Out of Africa

I’ve always thought the “Out of Africa” was going to be a slow, endless snooze-fest about a woman finding her true self in the wilds of Africa.

This time, I’m so glad to be wrong.

Yes, a foreign woman, Karen Blixen (Meryl Streep) ends up the owner of a farm in Africa in 1913. She proposes a marriage of convenience with her friend Bror (Klaus Maria Brandauer) so he will have money and she will have a title. She joins him in Kenya, where he has set up a coffee plantation.
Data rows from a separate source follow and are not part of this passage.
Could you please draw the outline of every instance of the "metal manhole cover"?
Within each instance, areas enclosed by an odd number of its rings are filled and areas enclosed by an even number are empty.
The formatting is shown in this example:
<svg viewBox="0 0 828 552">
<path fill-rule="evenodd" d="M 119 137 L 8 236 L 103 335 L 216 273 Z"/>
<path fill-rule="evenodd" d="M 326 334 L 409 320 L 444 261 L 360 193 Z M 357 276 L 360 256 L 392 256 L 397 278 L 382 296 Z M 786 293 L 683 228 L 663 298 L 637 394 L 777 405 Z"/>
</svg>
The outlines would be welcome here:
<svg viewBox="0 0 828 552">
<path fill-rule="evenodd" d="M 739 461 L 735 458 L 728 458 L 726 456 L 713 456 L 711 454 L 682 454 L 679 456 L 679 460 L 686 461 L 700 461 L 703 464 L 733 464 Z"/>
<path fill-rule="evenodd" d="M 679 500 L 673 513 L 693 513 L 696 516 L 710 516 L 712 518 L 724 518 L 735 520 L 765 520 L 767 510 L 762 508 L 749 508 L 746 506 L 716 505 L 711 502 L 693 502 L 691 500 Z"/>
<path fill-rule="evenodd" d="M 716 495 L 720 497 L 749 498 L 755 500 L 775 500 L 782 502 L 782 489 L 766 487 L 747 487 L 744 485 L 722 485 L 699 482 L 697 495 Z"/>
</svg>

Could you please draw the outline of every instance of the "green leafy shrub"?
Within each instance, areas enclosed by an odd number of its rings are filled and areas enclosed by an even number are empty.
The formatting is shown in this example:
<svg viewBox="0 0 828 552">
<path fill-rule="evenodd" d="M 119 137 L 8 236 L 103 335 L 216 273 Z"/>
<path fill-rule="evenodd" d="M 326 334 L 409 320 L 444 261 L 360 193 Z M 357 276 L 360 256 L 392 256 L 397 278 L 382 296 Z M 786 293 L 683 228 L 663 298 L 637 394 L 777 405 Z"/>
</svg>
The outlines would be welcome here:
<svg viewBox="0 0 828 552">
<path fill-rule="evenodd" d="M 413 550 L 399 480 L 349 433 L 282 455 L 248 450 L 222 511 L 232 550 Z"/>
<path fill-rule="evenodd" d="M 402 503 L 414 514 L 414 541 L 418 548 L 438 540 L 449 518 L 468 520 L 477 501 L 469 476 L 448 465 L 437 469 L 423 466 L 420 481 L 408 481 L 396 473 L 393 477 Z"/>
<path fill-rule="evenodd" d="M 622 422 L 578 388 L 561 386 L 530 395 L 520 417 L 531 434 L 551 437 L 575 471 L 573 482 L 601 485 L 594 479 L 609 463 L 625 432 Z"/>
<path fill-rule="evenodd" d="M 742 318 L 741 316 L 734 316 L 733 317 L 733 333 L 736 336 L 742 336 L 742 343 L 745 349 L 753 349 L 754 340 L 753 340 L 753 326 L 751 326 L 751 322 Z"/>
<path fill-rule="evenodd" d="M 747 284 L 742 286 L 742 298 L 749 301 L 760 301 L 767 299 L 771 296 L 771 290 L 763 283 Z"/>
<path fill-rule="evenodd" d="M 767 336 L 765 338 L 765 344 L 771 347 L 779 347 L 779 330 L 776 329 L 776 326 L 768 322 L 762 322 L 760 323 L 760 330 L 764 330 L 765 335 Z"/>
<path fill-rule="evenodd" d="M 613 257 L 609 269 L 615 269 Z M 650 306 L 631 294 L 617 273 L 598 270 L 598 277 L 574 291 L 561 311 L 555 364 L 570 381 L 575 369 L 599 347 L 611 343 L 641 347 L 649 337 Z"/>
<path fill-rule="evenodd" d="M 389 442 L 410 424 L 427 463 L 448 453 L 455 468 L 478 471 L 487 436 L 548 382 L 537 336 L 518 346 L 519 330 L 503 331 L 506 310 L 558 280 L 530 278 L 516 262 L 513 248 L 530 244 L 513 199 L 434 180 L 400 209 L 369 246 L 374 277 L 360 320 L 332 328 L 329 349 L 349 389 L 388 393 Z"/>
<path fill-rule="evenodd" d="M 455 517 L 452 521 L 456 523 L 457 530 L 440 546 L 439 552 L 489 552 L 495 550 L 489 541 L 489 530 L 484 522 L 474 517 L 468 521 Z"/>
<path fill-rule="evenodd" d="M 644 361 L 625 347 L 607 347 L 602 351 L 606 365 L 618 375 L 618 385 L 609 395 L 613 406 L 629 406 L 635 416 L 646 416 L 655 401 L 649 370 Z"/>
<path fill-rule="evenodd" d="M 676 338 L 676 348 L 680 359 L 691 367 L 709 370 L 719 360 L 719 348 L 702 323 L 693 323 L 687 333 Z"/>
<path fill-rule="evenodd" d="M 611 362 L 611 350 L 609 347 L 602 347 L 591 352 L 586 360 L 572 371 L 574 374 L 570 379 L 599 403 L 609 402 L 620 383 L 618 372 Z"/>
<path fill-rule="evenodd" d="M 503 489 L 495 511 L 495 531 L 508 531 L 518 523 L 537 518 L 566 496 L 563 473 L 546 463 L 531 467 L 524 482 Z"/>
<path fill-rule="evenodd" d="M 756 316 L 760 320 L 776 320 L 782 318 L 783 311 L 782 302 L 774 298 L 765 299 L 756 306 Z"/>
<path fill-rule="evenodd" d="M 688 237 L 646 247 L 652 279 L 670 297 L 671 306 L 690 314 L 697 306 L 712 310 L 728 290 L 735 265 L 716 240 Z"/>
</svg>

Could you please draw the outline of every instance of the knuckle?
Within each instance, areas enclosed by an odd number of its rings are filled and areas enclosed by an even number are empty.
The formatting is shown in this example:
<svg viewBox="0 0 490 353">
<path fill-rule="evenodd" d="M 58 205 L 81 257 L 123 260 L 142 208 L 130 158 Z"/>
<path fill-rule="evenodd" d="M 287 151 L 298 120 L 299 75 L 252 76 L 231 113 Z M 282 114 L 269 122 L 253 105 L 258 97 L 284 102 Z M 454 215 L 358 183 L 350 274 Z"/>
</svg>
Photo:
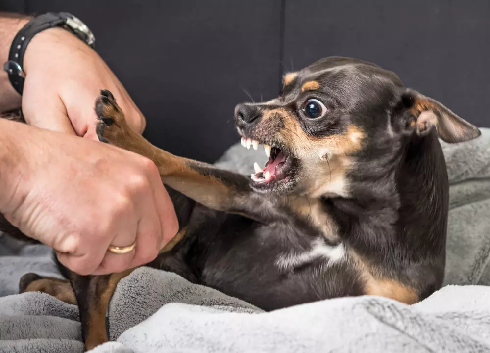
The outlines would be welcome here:
<svg viewBox="0 0 490 353">
<path fill-rule="evenodd" d="M 109 206 L 113 218 L 118 219 L 131 212 L 133 209 L 133 200 L 129 195 L 119 194 L 114 195 Z"/>
<path fill-rule="evenodd" d="M 145 171 L 150 174 L 158 174 L 158 168 L 155 163 L 149 158 L 143 157 L 141 159 L 142 165 Z"/>
<path fill-rule="evenodd" d="M 144 174 L 138 173 L 131 176 L 129 180 L 129 187 L 133 192 L 139 193 L 149 191 L 151 189 L 149 180 Z"/>
</svg>

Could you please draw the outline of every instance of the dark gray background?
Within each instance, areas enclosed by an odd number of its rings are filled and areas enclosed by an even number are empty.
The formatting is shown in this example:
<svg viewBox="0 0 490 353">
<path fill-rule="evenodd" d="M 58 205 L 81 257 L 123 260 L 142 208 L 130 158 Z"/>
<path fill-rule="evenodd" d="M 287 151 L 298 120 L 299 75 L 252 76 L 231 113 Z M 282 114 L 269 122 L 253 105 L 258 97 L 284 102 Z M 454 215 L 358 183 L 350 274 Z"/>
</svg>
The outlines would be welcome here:
<svg viewBox="0 0 490 353">
<path fill-rule="evenodd" d="M 279 91 L 285 71 L 324 56 L 371 61 L 490 126 L 487 0 L 0 0 L 72 12 L 147 120 L 146 137 L 208 162 L 238 140 L 234 105 Z"/>
</svg>

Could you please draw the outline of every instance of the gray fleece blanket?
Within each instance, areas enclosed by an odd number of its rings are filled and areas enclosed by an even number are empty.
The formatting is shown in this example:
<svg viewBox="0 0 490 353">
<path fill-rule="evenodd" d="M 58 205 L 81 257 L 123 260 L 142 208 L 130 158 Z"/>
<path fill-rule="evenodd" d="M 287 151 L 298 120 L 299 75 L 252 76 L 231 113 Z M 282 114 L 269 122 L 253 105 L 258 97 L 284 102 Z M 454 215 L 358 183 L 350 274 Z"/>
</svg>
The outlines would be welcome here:
<svg viewBox="0 0 490 353">
<path fill-rule="evenodd" d="M 172 273 L 123 278 L 108 312 L 120 352 L 490 352 L 490 130 L 443 144 L 451 182 L 446 286 L 409 306 L 365 296 L 265 313 Z M 233 146 L 217 163 L 247 174 L 263 151 Z M 59 276 L 49 249 L 0 235 L 0 353 L 81 352 L 76 306 L 16 294 L 24 273 Z"/>
</svg>

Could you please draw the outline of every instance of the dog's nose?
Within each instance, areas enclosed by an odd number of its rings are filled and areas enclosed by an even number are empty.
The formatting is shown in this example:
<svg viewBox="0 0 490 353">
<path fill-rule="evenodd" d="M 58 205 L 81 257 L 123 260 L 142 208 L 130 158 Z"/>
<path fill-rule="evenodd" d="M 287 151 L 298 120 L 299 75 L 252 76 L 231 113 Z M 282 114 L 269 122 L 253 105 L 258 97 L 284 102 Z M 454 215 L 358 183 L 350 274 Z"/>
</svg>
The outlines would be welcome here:
<svg viewBox="0 0 490 353">
<path fill-rule="evenodd" d="M 240 126 L 253 123 L 260 116 L 260 109 L 254 105 L 240 104 L 235 107 L 235 121 Z"/>
</svg>

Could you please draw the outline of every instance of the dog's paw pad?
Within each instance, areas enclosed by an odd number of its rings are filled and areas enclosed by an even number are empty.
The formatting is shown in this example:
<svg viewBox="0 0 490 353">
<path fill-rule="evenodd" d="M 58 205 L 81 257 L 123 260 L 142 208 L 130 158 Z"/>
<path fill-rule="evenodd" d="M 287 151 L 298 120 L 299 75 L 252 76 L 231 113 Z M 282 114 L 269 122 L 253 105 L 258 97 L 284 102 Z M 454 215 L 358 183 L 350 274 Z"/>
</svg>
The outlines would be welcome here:
<svg viewBox="0 0 490 353">
<path fill-rule="evenodd" d="M 32 272 L 25 274 L 21 277 L 21 280 L 19 281 L 19 292 L 24 293 L 29 284 L 41 279 L 42 277 Z"/>
</svg>

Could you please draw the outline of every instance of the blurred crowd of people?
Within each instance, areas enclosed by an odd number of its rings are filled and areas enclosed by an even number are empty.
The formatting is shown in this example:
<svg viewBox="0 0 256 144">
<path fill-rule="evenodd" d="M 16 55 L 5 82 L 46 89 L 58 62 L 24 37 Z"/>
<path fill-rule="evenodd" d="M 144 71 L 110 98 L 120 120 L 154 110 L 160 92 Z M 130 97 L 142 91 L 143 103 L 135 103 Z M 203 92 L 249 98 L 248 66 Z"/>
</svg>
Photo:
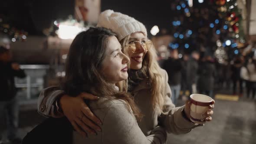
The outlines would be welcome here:
<svg viewBox="0 0 256 144">
<path fill-rule="evenodd" d="M 186 99 L 190 94 L 213 98 L 214 90 L 231 87 L 233 95 L 255 98 L 256 59 L 253 52 L 246 56 L 237 55 L 224 64 L 218 62 L 210 53 L 194 51 L 180 58 L 178 50 L 170 49 L 170 56 L 160 64 L 168 73 L 172 100 L 175 104 L 179 98 Z M 246 92 L 244 94 L 244 87 Z"/>
</svg>

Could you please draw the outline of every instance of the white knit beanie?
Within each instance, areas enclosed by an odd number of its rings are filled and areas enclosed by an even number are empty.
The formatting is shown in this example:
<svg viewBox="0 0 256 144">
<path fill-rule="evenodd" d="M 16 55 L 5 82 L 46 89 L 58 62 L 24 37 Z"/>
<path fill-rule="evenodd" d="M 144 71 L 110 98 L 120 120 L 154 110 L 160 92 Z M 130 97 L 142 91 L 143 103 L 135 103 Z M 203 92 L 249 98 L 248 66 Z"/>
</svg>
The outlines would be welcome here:
<svg viewBox="0 0 256 144">
<path fill-rule="evenodd" d="M 141 22 L 134 18 L 112 10 L 106 10 L 100 14 L 97 26 L 109 29 L 118 35 L 120 41 L 135 32 L 142 32 L 147 36 L 147 29 Z"/>
</svg>

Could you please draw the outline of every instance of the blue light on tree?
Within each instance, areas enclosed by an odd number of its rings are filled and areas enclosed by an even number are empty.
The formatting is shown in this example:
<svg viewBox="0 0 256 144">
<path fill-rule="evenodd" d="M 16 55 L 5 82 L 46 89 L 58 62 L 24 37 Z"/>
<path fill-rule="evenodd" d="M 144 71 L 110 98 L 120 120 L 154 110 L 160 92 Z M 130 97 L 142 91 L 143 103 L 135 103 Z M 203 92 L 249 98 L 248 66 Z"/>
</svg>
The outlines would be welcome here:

While there, she makes all the stupid mistakes a newcomer can make, and at times she’s almost willfully ignorant of customs and rituals, but she’s a good enough person to both learn and grow. Part of that growing is at first falling in (and out of) love with Bror, and then falling in love with Denys Finch Hatton (Robert Redford).

The love story is the backbone of the movie, and probably the number one reason guys just aren’t going to love this movie. Their loss; as love stories go, it’s a pretty good one. The director, Sydney Pollack, really knows what he’s doing with these kinds of stories (he also directed “The Way We Were”), and he has just the right touch for the material. It’s hard to pin down in words, but their romance is adult, deeply emotional and thoroughly real.

That relationship is the drive of the movie, but the real story here, taken from Blixen’s memoir, is her love affair with Africa. She arrived in Kenya as a smiling conqueror, risking everything to get more money and some adventure from the place, and along the way she discovers a way of life that is on the cusp of destruction. For better or worse, it’s gone now, and she realizes toward the end that she played a part in its ends. Pollack and company explore the theme without overtly applying the white-guilt and heavy-handedness, a minor miracle in a film that could have easily gone that route (I can applaud the intention, but good movies are not made from that impulse).

What really, totally sells the film are the performances of Streep and Redford. For the 160 minutes of the film, these actors suck you in to their characters’ stories and don’t let go. While the Danish accent she adopts can be a bit off-putting, Streep can convey so much in just a look that her character is never remote. We are always right there with her. Redford is considerably more remote than his counterpart, but that’s the character he’s playing; you never doubt Denys’ love and devotion, even when you doubt his strength of character.

“Out of Africa” has its faults, but it’s worth seeing, as a time capsule if nothing else. Hollywood doesn’t make films like this anymore, and that’s probably for the best. They’d just frak it up.

“Out of Africa” (1985)

Directed by Sydney Pollack

Written by Kurt Luedtke

Starring: Meryl Streep (Karen)

Robert Redford (Denys)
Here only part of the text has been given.